Let $M$ be a filtered module which is Hausdorff and complete with respect to the topology defined by the filtration. I want to show that if the sequence $\{x_n\}$ tends to $0$ the series $\sum x_n$ converges in $M$.
So we have to show that the sequence $s_n=\sum_{i=1}^{n}x_i$ converges in $M$. Since $M$ is complete enough to show that $\{s_n\}$ is a Cauchy sequence. Let $N_0$ denotes the set of filtration or the fundamental system of neighbourhood around $0$ and choose an arbitrary $\mathcal{U} \in N_0$, then there exists $k \in \mathbb{N}$ such that $x_n \in \mathcal{U}$ for all $n \geq k$, i.e., $s_n-s_{n-1} \in \mathcal{U}$ for all $n \geq k$. From here how do I complete the argument ? and also where exactly the Hausdorff is used, I know in a Hausdorff space if limit exists it exists uniquely. I need help, thanks.

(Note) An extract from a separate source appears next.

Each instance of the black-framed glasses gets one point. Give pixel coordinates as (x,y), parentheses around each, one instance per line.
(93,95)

You have to show that given $\mathcal{U}$, there exists $N$ such that for $m,n \ge N$ you have $s_m - s_n \in \mathcal{U}$. By assumption you can choose $N$ such that $s_{k+1} - s_k = x_{k+1} \in \mathcal{U}$ for $k \ge N$. We may assume that $m \ge n$. Then $$s_m - s_n = (s_m - s_{m-1}) + \dots + (s_{n+1} - s_n) \in \mathcal{U}.$$ Hausdorffness is not strictly necessary, but it is often included in the definition of completeness.